August 05, 2008

From this valley they say you are going

My grandmother died on Saturday. I heard this Monday when I went home to meet mom on her return from a trip to Anchorage to be with the family. It was good--and unusual--that almost the whole immediate family lived there, especially considering how much they all moved around and have no roots in the area other than those they quickly fabricated. When they have no history, my maternal family will quickly stubborn one into existence.

This powerful bullheadedness is, as you might detect, a bit of a family emblem. Mom said that grandma died as she wanted to. She wanted only her immediate family there, none of her grandchildren, both to prevent us from having the memory of her dying and to draw in the most familiar people in her life while she waited. Mom also said she eventually wasn't even afraid. Though she still had bad stretches where she couldn't breathe and panicked, she was telling everyone that it was natural, what was happening to her.
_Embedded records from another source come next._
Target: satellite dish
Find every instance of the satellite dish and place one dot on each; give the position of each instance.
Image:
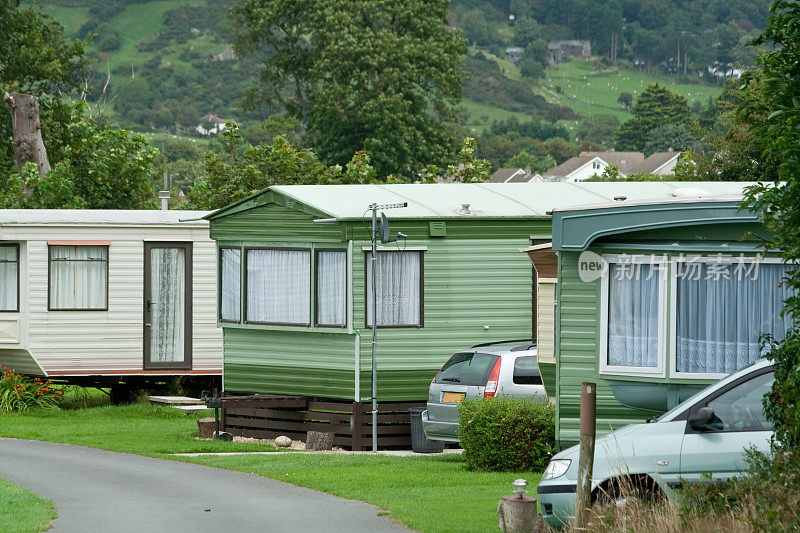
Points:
(384, 229)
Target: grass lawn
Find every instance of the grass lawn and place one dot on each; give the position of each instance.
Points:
(586, 90)
(431, 494)
(137, 428)
(22, 511)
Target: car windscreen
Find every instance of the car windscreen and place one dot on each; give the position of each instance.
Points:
(467, 368)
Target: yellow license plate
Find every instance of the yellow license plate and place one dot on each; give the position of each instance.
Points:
(452, 397)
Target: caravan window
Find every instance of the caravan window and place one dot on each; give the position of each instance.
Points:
(278, 286)
(399, 289)
(331, 288)
(78, 277)
(230, 298)
(9, 277)
(632, 326)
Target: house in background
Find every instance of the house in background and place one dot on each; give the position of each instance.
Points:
(659, 163)
(656, 300)
(563, 50)
(210, 124)
(592, 164)
(102, 296)
(294, 293)
(515, 175)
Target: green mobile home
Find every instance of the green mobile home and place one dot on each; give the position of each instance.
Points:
(656, 300)
(293, 280)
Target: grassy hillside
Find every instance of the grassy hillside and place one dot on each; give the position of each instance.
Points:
(175, 63)
(585, 89)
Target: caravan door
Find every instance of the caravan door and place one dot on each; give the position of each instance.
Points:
(167, 305)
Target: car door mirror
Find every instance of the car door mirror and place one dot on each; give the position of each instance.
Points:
(701, 419)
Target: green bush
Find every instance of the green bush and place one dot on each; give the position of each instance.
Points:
(20, 393)
(506, 433)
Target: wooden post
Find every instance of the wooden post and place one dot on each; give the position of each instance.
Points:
(356, 423)
(583, 499)
(27, 143)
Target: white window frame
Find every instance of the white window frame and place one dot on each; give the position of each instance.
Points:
(641, 259)
(673, 305)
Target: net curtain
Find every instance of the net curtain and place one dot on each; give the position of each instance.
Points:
(633, 316)
(279, 286)
(8, 278)
(720, 321)
(78, 277)
(167, 298)
(398, 289)
(231, 284)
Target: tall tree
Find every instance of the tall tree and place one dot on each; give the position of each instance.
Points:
(377, 75)
(655, 107)
(38, 60)
(779, 204)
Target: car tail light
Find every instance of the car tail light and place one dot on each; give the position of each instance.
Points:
(491, 384)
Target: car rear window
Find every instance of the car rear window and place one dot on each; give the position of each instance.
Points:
(526, 371)
(467, 368)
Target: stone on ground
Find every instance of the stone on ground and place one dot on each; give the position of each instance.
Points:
(283, 441)
(319, 441)
(205, 427)
(519, 515)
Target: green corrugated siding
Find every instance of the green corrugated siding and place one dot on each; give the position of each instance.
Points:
(578, 356)
(469, 284)
(289, 362)
(548, 373)
(472, 278)
(273, 222)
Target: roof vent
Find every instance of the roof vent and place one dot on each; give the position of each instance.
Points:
(691, 192)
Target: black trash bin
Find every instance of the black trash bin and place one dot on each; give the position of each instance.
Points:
(419, 442)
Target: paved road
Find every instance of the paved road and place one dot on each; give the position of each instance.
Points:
(100, 491)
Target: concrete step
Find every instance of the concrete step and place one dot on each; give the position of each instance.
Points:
(175, 400)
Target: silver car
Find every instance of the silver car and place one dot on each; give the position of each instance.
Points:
(483, 371)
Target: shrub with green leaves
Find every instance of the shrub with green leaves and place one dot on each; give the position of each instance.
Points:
(20, 393)
(506, 433)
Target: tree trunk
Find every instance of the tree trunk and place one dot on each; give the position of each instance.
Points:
(27, 143)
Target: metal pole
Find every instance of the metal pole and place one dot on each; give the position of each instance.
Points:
(583, 499)
(374, 328)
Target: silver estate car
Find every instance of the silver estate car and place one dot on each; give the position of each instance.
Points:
(705, 435)
(483, 371)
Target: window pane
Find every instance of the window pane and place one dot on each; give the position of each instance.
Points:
(467, 368)
(279, 286)
(231, 284)
(720, 317)
(9, 271)
(398, 289)
(526, 371)
(742, 408)
(78, 277)
(633, 315)
(332, 288)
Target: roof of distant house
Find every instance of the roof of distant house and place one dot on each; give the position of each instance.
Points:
(211, 117)
(510, 175)
(653, 163)
(622, 160)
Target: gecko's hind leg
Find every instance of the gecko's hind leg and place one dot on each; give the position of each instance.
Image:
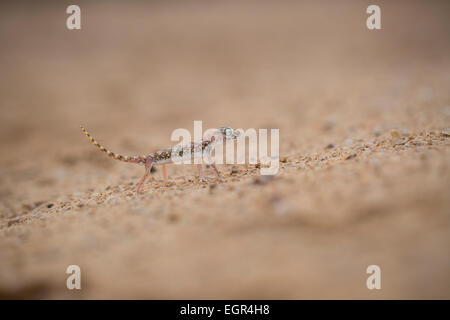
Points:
(200, 172)
(166, 180)
(148, 167)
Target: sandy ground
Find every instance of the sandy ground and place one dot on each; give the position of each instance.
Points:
(364, 143)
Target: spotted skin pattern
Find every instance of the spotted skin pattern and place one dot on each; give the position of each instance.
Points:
(164, 157)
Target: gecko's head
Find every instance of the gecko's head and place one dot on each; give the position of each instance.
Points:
(229, 133)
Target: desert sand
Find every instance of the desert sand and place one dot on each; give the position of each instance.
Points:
(364, 177)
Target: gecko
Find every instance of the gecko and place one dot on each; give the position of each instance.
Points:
(197, 149)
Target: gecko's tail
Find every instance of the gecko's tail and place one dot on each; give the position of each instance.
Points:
(110, 153)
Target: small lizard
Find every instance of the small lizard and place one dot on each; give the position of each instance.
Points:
(197, 149)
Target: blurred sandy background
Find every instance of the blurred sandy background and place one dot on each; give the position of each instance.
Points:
(363, 118)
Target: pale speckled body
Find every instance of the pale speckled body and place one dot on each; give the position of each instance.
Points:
(166, 156)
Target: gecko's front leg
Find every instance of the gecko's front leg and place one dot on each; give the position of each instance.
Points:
(200, 172)
(216, 172)
(166, 180)
(148, 167)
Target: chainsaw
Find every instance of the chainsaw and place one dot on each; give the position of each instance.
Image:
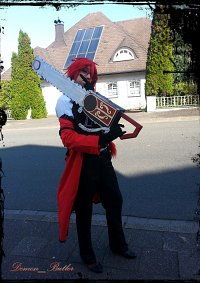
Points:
(97, 107)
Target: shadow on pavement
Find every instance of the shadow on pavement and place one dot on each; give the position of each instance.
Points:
(32, 175)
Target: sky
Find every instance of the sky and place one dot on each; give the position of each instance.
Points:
(38, 22)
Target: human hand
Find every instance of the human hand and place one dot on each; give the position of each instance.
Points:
(114, 133)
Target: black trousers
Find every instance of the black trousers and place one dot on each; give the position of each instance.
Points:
(98, 175)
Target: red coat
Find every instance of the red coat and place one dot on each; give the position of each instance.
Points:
(77, 144)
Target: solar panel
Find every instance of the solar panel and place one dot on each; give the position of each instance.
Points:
(85, 44)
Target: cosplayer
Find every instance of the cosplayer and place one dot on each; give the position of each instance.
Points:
(89, 176)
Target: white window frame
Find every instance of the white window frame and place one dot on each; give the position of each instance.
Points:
(112, 89)
(134, 88)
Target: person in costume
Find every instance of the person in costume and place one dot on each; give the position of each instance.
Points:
(89, 176)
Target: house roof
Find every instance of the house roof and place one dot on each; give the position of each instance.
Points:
(133, 34)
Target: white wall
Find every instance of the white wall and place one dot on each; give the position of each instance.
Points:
(51, 94)
(123, 100)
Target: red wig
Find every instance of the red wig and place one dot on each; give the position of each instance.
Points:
(78, 65)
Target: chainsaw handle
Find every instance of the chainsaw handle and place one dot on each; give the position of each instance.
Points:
(138, 127)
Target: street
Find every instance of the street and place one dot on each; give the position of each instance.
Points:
(157, 176)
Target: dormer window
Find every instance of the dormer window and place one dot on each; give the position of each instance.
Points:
(123, 54)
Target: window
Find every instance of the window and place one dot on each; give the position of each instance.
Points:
(134, 88)
(123, 55)
(85, 44)
(112, 89)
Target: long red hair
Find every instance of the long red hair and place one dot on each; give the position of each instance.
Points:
(78, 65)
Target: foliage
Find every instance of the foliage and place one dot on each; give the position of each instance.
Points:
(5, 100)
(185, 88)
(159, 70)
(25, 84)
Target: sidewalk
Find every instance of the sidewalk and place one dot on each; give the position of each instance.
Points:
(167, 250)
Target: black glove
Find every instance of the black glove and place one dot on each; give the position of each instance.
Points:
(88, 85)
(114, 133)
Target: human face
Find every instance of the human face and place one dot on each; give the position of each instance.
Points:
(84, 72)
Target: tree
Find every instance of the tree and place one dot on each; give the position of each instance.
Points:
(159, 70)
(5, 95)
(25, 84)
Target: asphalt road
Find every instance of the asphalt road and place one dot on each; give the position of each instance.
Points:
(157, 176)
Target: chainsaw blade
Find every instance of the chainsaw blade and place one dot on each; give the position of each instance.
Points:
(59, 80)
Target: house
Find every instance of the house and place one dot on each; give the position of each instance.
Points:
(118, 48)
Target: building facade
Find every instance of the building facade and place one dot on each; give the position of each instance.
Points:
(118, 48)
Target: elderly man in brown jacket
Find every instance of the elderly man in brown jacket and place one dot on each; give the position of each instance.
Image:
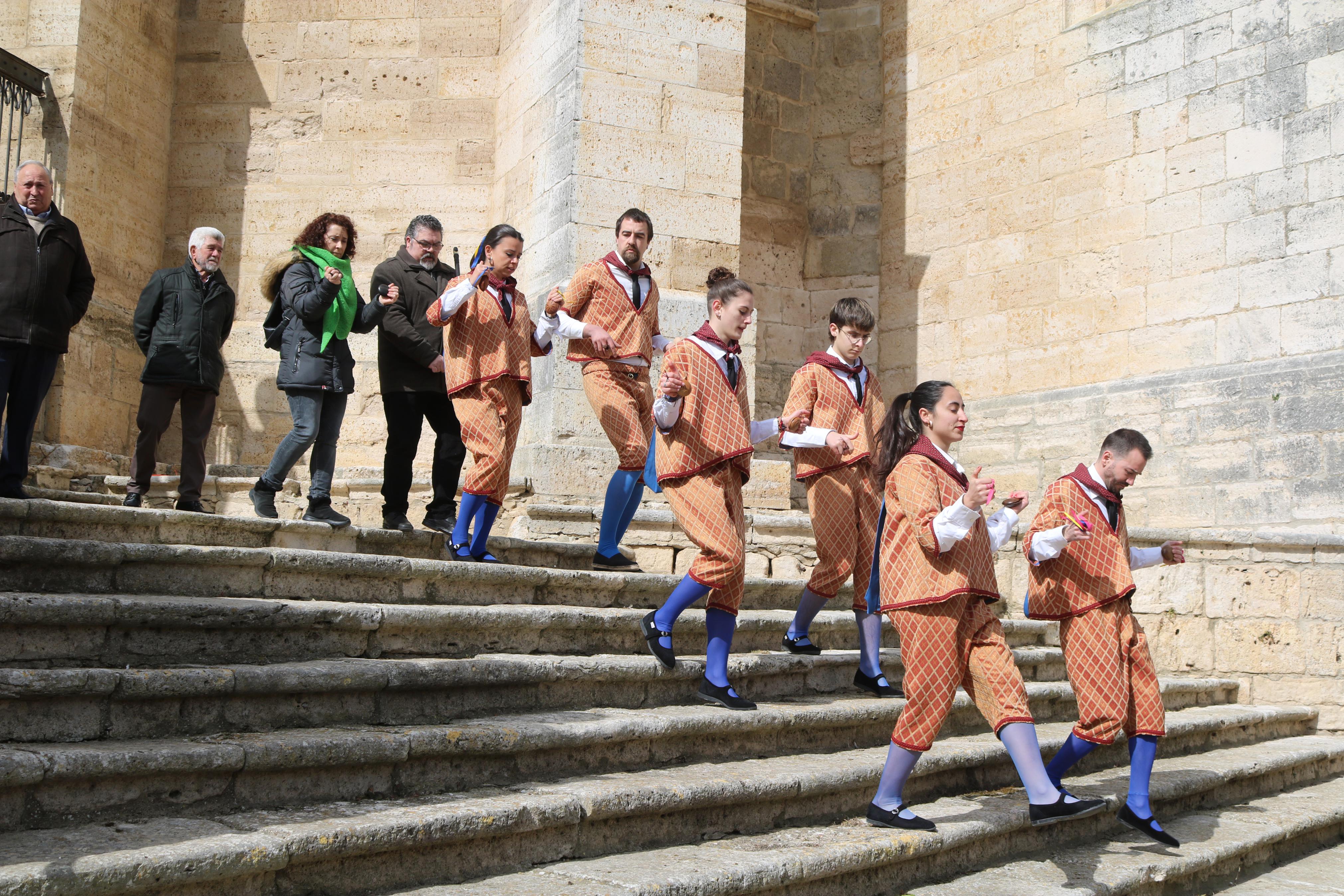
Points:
(411, 371)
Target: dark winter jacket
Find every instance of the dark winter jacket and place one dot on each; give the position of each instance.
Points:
(181, 325)
(45, 285)
(408, 343)
(303, 364)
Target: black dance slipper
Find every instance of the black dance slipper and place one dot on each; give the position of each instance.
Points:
(876, 687)
(805, 649)
(1061, 811)
(722, 696)
(651, 636)
(880, 817)
(1131, 819)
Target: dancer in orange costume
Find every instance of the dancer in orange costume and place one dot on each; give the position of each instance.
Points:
(488, 366)
(703, 458)
(611, 318)
(937, 581)
(834, 460)
(1081, 574)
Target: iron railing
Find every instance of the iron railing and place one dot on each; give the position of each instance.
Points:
(21, 84)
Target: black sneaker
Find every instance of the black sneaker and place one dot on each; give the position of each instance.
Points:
(880, 817)
(397, 522)
(724, 696)
(805, 649)
(1059, 811)
(1131, 819)
(440, 523)
(876, 687)
(651, 636)
(264, 502)
(616, 563)
(324, 514)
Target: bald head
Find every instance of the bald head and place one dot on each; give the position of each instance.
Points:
(33, 187)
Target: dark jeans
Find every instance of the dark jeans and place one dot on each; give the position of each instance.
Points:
(405, 413)
(318, 416)
(26, 374)
(198, 413)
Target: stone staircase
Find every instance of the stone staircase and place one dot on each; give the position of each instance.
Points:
(198, 704)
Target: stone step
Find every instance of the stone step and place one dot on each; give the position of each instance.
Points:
(377, 845)
(58, 785)
(96, 704)
(974, 831)
(45, 631)
(107, 568)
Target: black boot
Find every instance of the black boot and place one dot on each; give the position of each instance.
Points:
(264, 500)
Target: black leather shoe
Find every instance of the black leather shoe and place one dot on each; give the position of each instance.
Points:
(876, 687)
(1059, 811)
(264, 502)
(651, 636)
(881, 817)
(324, 514)
(1131, 819)
(397, 522)
(805, 649)
(724, 696)
(616, 563)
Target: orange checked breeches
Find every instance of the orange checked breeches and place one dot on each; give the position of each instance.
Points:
(845, 506)
(1112, 675)
(709, 508)
(953, 643)
(623, 401)
(491, 414)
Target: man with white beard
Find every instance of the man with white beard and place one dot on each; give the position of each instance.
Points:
(181, 324)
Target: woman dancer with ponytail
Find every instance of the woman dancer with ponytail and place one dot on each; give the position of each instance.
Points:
(703, 457)
(937, 578)
(488, 366)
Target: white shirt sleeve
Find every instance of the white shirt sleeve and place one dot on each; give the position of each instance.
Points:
(811, 437)
(953, 524)
(1001, 526)
(453, 299)
(1047, 546)
(761, 430)
(1144, 558)
(667, 412)
(568, 327)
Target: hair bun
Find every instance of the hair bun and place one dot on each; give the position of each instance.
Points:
(718, 276)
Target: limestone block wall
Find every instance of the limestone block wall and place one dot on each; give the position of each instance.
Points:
(1135, 218)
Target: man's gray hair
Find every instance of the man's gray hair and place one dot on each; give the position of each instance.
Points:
(202, 234)
(423, 222)
(32, 162)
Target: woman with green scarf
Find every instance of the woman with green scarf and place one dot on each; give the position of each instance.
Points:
(322, 308)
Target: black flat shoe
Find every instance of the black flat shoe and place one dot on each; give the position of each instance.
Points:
(724, 696)
(1131, 819)
(651, 636)
(616, 563)
(1061, 811)
(805, 649)
(881, 817)
(876, 687)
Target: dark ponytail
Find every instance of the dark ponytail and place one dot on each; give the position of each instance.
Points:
(902, 428)
(492, 240)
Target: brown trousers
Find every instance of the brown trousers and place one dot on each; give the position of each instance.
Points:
(198, 413)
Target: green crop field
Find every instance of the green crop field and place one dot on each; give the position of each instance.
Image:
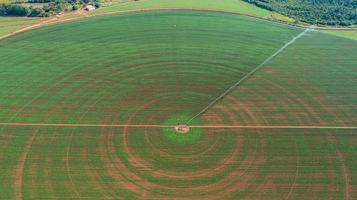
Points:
(11, 24)
(87, 110)
(349, 34)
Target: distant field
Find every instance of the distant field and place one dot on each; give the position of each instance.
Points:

So grandma had the death she wanted. She was the only person who still called me "Ani" (pronounce it "Onny"), a nickname my mom called me by when I was very young. Grandma always called me that--more the older I got, I swear. I don't remember the exact last time I said goodbye to her, and I'm glad for that. If I did, it would stand falsely as a summary of our connection. I'm left with a long and gappy memory of her. She was as stern and unbending a figure as I have ever known--more so, much more, than any other family member I can think of. But she wouldn't say anything against a view of yours she did not share. I know she was very kind and intelligent, perceptive and different, and worried. I miss my grandmother, and the question of when I, personally, lost her troubles me.

Her ability to find her good death leaves as strong an impression on me as the fatalistic sprit underlying all her wise deciding. She chose what was dearest and steadiest in her life to die beside, which is the first thought to almost bring tears to my eyes since the news began to hit. But she didn't choose to save her life when she could have. I'm unsatisfied we'll ever explain that habit well--is it unrequited curiosity that pulls you to die, fear and rationalization, disenchantment, disappointment, loneliness, weakness, shame, a complicated enjoyment of the object of your guilt, a simple act of mental avoidance? I don't know whether she reached any conclusion or was covered by an iron shield during the worst of it. I know my grandfather, who was exhausted, awoke magically ten minutes before she died, and she became calm when he came in to be with her.

If we have such control over the things we know about, if we can sweep away, more or less, the obstacles we'd hate to encounter even in the face of death, then why does it seem so right for everyone to do everything too late?